A bearded Dragon costs its owner about £1.50-£2.00 to feed per week and a corn snake owner will soon have to cough up the same.

_ I am not trying to scare people but I have my contacts in the trade and this is what they are telling me._


----------



## gramitch (Dec 17, 2005)

My rodent feed bill has gone up from 30 to 40 quid a week.World grain prices have doubled I'm told.My rodent prices will have to go up.Wish I could get 87p for a mouse !!


----------



## cannotstopbuyingballs (Dec 29, 2007)

gramitch said:


> My rodent feed bill has gone up from 30 to 40 quid a week.World grain prices have doubled I'm told.My rodent prices will have to go up.Wish I could get 87p for a mouse !!
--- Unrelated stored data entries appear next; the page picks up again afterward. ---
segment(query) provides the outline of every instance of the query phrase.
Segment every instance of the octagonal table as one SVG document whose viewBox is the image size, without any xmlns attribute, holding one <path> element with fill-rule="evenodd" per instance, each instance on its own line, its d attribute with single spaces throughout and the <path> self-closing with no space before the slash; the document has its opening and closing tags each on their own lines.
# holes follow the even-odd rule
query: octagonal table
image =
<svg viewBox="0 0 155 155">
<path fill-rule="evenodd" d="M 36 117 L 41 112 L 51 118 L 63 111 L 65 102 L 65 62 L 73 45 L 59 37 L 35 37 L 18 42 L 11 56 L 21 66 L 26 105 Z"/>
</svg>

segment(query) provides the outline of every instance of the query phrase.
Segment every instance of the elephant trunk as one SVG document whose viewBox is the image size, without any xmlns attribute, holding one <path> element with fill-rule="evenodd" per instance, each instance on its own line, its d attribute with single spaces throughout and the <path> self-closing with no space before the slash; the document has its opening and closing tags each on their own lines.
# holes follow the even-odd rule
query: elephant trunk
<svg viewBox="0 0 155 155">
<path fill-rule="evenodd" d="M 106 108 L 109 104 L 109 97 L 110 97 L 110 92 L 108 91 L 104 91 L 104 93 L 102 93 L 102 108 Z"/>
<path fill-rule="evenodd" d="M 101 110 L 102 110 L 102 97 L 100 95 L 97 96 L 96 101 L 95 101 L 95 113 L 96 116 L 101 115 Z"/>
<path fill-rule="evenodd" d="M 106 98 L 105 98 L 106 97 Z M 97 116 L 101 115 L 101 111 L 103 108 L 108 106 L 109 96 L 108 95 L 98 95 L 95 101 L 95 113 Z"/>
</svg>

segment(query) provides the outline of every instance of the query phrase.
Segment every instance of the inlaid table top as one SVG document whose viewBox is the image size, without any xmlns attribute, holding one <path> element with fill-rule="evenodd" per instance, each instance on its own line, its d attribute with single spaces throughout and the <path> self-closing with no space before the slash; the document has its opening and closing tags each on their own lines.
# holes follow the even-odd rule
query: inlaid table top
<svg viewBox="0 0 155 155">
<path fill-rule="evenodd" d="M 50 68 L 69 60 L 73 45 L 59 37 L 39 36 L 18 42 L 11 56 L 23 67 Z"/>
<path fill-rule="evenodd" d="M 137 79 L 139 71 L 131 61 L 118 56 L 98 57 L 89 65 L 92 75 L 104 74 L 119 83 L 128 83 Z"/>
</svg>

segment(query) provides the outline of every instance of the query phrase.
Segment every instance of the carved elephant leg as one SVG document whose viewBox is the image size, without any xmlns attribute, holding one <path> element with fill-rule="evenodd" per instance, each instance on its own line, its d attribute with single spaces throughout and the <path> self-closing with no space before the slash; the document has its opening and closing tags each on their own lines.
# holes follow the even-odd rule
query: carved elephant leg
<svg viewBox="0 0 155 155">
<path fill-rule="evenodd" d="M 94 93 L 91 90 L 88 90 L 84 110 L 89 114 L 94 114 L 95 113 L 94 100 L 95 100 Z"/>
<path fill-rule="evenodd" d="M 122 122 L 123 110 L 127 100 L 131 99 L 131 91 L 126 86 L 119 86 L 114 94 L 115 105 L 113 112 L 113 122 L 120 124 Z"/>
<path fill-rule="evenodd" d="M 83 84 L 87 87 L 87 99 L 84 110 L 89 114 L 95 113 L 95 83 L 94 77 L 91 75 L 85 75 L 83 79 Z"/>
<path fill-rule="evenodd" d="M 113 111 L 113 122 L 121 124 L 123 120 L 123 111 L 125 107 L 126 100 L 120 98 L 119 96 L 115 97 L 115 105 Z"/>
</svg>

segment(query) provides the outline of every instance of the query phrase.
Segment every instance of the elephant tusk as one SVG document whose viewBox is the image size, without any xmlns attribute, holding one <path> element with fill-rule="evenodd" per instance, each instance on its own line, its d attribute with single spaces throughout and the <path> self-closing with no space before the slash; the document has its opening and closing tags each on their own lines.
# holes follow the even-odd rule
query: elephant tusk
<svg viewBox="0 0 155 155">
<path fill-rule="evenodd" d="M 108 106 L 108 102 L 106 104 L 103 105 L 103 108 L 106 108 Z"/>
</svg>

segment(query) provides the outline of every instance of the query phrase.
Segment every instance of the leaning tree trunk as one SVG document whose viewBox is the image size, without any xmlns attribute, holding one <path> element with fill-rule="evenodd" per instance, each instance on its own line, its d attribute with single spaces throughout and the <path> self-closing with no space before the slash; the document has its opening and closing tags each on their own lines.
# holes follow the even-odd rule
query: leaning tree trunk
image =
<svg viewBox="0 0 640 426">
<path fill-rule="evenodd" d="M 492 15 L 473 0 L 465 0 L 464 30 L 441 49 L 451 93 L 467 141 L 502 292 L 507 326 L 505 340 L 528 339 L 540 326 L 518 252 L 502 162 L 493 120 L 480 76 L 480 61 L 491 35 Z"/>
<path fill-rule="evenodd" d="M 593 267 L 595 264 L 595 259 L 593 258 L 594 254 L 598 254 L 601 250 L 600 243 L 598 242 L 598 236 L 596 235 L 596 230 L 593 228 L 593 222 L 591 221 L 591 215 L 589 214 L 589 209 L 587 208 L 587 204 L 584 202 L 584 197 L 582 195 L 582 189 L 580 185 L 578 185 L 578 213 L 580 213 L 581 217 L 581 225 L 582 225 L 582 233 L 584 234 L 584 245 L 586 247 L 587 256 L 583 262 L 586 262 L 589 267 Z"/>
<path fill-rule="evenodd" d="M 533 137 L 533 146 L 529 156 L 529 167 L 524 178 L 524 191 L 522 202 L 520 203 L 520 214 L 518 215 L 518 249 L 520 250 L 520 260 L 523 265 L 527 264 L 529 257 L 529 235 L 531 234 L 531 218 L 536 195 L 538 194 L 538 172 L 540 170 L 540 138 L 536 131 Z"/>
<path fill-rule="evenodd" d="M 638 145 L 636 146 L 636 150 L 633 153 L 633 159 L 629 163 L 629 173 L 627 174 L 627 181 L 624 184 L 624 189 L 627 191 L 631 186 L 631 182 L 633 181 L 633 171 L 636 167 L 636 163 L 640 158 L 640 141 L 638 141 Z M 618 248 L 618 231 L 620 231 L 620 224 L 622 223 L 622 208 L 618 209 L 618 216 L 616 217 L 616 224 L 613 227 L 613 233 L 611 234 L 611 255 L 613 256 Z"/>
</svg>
You will soon I think it is going to happen. UK breeders like my mate are getting fed up with earning a 4 figure sum. With our eastern chums sending to the USA things will change.


----------



## Rico (Jan 5, 2007)

If they put rat prices up to much I think ill be breeding my own.


----------



## Synergy (Dec 5, 2007)

clive1973 said:


> A bearded Dragon costs its owner about £1.50-£2.00 to feed per week and a corn snake owner will soon have to cough up the same.


Come and live up this way... Its double that £4 a box of crix and already over £1.10 for a large mouse.


----------



## RICK 13 (Jan 14, 2008)

*frozen foods*

hi all.i`ve managed to source some cheaper large mice.they are in high demand.as for synergy.where do you buy your gear from.???.pm me mate i might be able to help you.
cheers rick :bash:


----------



## cannotstopbuyingballs (Dec 29, 2007)

Rico said:


> If they put rat prices up to much I think ill be breeding my own.


trouble is a rat takes ages to put on a lot of weight for a big snake


----------